Gar nicht, zum Glück! Ich bin anscheinend ein (leider) seltenes Beispiel für gewaltlose Erziehung. Wenn ich was blödes gemacht hab, gab es halt Streit (wobei ich meist auch nicht eingesehen hab, dass ich im Unrecht bin). Allerdings hab ich in der Pubertät meine Eltern auch so provoziert, dass meinem Vater (der keiner Fliege was zuleide tun könnte), die Hand ausgerutscht ist (zurecht, muss ich sagen), ich micht aber wegducken konnte. Er hatte ein sehr schlechtes Gewissen und sich mehrmals entschuldigt. Als kleines Kind hab ich nie irgendwas angestellt… Kann sein, dass ich bei nicht enden wollenden Schrei- und Trotzanfällen von meiner Mutter schon mal einen Klaps auf den Po gekriegt hab, kann mich aber an kein Ereignis mehr erinnern. Ich glaube aber, dass so was nicht immer als Strafe in dem Sinne gemeint ist, wie „du hast jetzt dies und jenes angestellt, dafür wirst du bestraft“, (was ja erwiesenermaßen nicht zielführend ist) sondern eher der Versuch ist, das Kind dazu zu kriegen, mit dem Schreien und Toben aufzuhören.
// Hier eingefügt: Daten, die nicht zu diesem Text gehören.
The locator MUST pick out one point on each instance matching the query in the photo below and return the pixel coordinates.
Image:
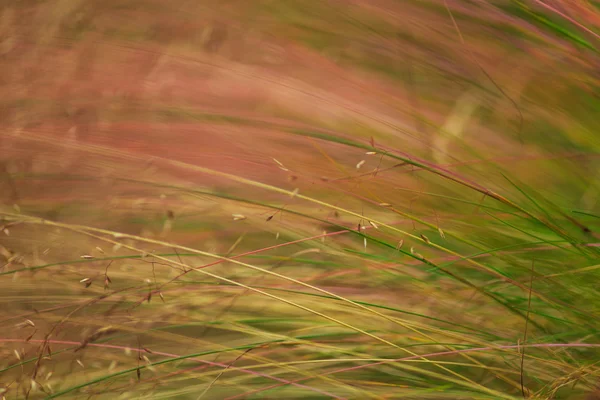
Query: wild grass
(299, 199)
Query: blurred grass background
(299, 199)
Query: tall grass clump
(299, 199)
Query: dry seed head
(31, 336)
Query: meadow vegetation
(299, 199)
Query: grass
(299, 200)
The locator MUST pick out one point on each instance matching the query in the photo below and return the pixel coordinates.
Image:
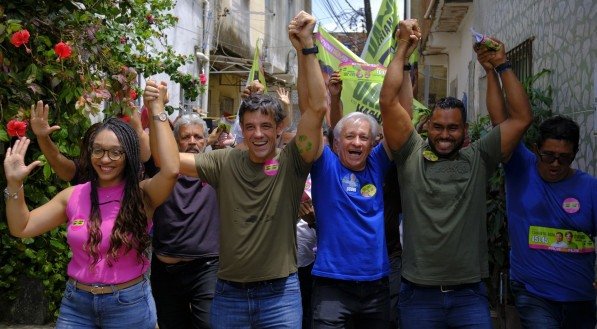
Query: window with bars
(521, 58)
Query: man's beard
(193, 149)
(457, 147)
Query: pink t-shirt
(126, 266)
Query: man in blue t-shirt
(552, 280)
(552, 286)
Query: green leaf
(57, 244)
(47, 171)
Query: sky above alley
(329, 23)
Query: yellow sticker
(368, 190)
Was mir allerdings IMMER in Erinnerung geblieben ist: in der Grundschule hab ich mal gelangweilt an meinem Tisch rumgekritztelt, wurde ertappt und musste 100 x „Narrenhände beschmieren Tisch und Wände“ schreiben. Das war so eine Demütigung! Das hab ich nie vergessen. Es wäre auch peinlich genug gewesen überhaupt ertappt zu werden und erklärt zu bekommen, warum man das nicht macht usw. - das hätte bei mir schon gereicht. Was schlimmeres als das hab ich sowieso nie angestellt.
late_bire

Genau das meinte ich.
Du rechtfertigst schlechtes Benehmen mit in der Kindheit
erlittenem.

Und Du rechtfertigst Mißhandlung, ist das besser?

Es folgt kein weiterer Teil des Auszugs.